La expansión del capitalismo y el imperialismo no puede eludir las crisis económicas, que se suceden en plazos cada vez más cortos y adquieren una mayor profundidad.

Una nueva crisis económica en ciernes

La crisis económica de 2007, que hiciera su aparición en EEUU, que impactó en la gran mayoría de países y fue identificada como la de mayor envergadura después de la gran depresión de 1929, provocó la destrucción masiva de las fuerzas productivas, el paro de más de diez millones de trabajadores, la disminución de los salarios, el aumento de la edad de jubilación y la rebaja de las pensiones, así como la utilización de los fondos públicos para favorecer a las grandes empresas industriales y los bancos por parte de los Estados, que tuvieron a su vez que acudir a un nuevo y agresivo endeudamiento. Fue una crisis económica financiera surgida en el corazón del mundo capitalista, en EEUU, que se expandió por el mundo. Fue resultado de la propia naturaleza del sistema capitalista, afectó a los grandes monopolios, pero sus efectos más dramáticos fueron echados sobre los hombros de las clases trabajadoras, los pueblos y la juventud, sobre los países dependientes.

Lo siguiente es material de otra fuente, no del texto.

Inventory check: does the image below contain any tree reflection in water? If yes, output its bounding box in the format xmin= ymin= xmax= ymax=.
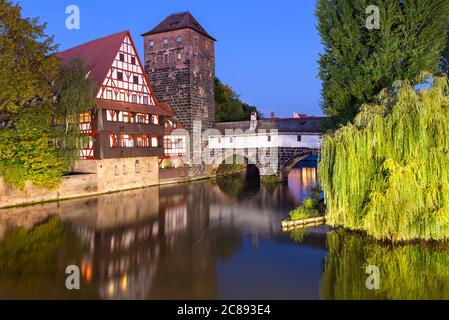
xmin=321 ymin=230 xmax=449 ymax=300
xmin=0 ymin=169 xmax=325 ymax=299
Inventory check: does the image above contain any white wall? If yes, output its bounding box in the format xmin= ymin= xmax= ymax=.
xmin=209 ymin=134 xmax=321 ymax=149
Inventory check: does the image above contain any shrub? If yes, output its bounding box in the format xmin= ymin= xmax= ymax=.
xmin=290 ymin=198 xmax=320 ymax=220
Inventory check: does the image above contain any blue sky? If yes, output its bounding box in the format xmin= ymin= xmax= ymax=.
xmin=14 ymin=0 xmax=322 ymax=117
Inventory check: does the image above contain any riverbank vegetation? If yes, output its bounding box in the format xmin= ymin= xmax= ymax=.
xmin=0 ymin=1 xmax=95 ymax=189
xmin=316 ymin=0 xmax=449 ymax=128
xmin=289 ymin=198 xmax=321 ymax=220
xmin=319 ymin=77 xmax=449 ymax=241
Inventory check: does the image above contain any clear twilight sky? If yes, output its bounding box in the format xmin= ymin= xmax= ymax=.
xmin=13 ymin=0 xmax=322 ymax=117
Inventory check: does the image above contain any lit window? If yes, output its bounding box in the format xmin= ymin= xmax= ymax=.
xmin=78 ymin=136 xmax=94 ymax=149
xmin=80 ymin=112 xmax=92 ymax=123
xmin=109 ymin=134 xmax=120 ymax=148
xmin=106 ymin=110 xmax=117 ymax=121
xmin=136 ymin=113 xmax=150 ymax=124
xmin=118 ymin=111 xmax=134 ymax=123
xmin=120 ymin=134 xmax=134 ymax=148
xmin=151 ymin=137 xmax=159 ymax=147
xmin=136 ymin=134 xmax=150 ymax=148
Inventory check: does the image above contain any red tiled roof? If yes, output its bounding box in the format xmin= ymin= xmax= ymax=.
xmin=142 ymin=12 xmax=216 ymax=41
xmin=56 ymin=31 xmax=129 ymax=86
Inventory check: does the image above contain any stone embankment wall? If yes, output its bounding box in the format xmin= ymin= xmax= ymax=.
xmin=0 ymin=157 xmax=159 ymax=208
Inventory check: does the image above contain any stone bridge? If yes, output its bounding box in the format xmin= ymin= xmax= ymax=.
xmin=206 ymin=117 xmax=326 ymax=179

La economía de los EEUU, de los países de Europa Occidental, de los países dependientes de Asia, África y América Latina que fueron impactados por la crisis de 2007, está en proceso de recuperación, si bien de manera incipiente, limitada y lenta y, sobre todo, parcial, puesto que el desempleo sigue teniendo índices muy altos en casi todos los países. El PIB mundial ha alcanzado el nivel de antes de la crisis, en buena parte debido al crecimiento de las economías emergentes.

Esa crisis deja abierta la puerta a la aparición de una nueva recesión que sacudirá drásticamente la economía capitalista.

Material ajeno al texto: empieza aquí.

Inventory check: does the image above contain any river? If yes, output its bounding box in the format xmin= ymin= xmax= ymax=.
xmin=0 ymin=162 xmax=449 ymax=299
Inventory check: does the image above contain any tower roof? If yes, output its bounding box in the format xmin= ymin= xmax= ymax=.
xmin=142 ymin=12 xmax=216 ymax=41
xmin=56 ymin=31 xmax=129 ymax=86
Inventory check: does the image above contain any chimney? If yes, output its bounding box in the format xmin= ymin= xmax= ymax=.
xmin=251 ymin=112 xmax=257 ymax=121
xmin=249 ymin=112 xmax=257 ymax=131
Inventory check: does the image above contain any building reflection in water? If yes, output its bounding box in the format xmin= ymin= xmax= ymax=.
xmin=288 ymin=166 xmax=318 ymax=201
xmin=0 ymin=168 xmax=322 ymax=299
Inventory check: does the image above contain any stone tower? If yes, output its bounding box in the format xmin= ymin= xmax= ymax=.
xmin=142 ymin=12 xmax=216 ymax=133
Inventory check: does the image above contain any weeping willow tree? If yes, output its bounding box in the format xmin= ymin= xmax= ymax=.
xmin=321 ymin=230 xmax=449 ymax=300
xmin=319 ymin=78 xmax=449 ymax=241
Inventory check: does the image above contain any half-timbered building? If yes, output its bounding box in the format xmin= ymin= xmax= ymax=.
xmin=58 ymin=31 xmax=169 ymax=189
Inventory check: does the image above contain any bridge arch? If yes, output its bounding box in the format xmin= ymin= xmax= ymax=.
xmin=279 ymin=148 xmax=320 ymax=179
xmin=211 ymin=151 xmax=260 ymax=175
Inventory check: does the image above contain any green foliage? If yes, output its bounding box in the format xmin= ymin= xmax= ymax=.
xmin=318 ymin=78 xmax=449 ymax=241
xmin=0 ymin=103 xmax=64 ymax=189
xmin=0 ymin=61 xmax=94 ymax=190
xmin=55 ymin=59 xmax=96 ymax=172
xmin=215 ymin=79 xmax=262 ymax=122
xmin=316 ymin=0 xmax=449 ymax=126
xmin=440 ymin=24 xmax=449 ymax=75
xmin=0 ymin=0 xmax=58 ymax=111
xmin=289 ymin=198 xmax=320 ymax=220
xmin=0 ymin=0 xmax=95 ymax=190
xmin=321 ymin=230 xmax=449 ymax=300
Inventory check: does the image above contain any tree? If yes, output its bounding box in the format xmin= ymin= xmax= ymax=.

La presión de la elevada deuda externa es una de las secuelas más graves de la crisis de 2007 y podría convertirse en uno de los detonantes de una nueva crisis económica. La deuda de EEUU, según datos del Banco Mundial, rebasa el 110% del PIB, 16 billones de dólares en 2013. Inglaterra tiene una deuda 5 veces mayor que el PIB. En Francia, la deuda externa más que duplica el valor del PIB. En Alemania, la deuda externa es casi el doble del PIB. La deuda de los países dependientes, si bien no alcanza las dimensiones de los años setenta del siglo pasado, está creciendo de manera sostenida. En realidad, solo China registra un PIB considerablemente mayor que su deuda externa.

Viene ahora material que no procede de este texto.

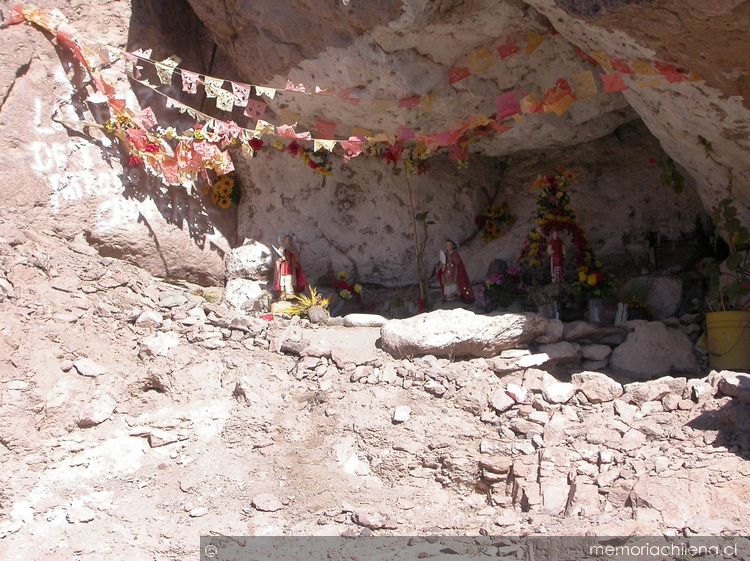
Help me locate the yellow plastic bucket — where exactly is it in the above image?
[706,312,750,372]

La capacidad de pago de los países está seriamente amenazada. EEUU tuvo que acudir a una medida de carácter político: elevar, por decisión del Congreso, el techo de su capacidad de endeudamiento. Argentina acaba de ser declarada en default por parte de los tenedores de su deuda. La recuperación inicial de las economías de Grecia, España, Portugal, Hungría se apoya en la inyección de grandes sumas de capital provenientes de los bancos a elevados intereses y plazos reducidos, en nueva y más alta deuda, lo que las vuelve muy vulnerables. Italia tiene números rojos en el comportamiento de su economía.

Es manifiesta desde 2012 la desaceleración del crecimiento de la economía china, así como las dificultades de la India, tanto como el decrecimiento de la economía de Turquía y Sudáfrica.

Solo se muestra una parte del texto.